All elements of the community should have a connection, and politicians need to attend regularly to receive education…The illusory belief in a broad menu of "expert" services other than abstinence is an increasingly old and fatal refrain. It is literally a death march.
4. Swap out the widely-prescribed and deadly methadone, for cannabis grown on license for NHS Scotland.
5. We support the 7 Key Recommendations in the May 2024 report from the Salvation Army entitled "Breaking The Cycle". These are verbatim below, from their website: salvationarmy.org.uk/homelessness-policy/breaking-cycle
i. All local authorities in Scotland to analyse the cause of death of any individual who dies while in temporary accommodation arranged by the council or a Housing First tenancy. This information should be promptly reviewed in order to identify any trends in need of action by the local authority.
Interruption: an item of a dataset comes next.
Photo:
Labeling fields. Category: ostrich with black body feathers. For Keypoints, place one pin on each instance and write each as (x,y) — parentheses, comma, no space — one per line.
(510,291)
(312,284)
ii. Cities and regions with high levels of rough sleeping should introduce a similar recording system of the rough sleeping population as used in London (CHAIN).
iii. Government, councils and Health & Social Care Partnerships (HSCPs) to work together to ensure there is drug, alcohol and mental health support available evenings and weekends in all local authority areas.
iv. Drug and alcohol policy should be treated predominantly as a public health issue.
v. People housed in temporary accommodation to be prioritised in receiving specialist support for substance use and mental health.
vi. People in Housing First tenancies to be prioritised in receiving specialist support for substance use and mental health.
vii. No individual, especially if they are experiencing homelessness, should be denied mental health support on the basis that they are using drugs or consuming alcohol.
6. Heroin is a plague on our streets. We should go after the dealers, cut the supply, and impose 30-year minimum sentences for anyone caught selling it.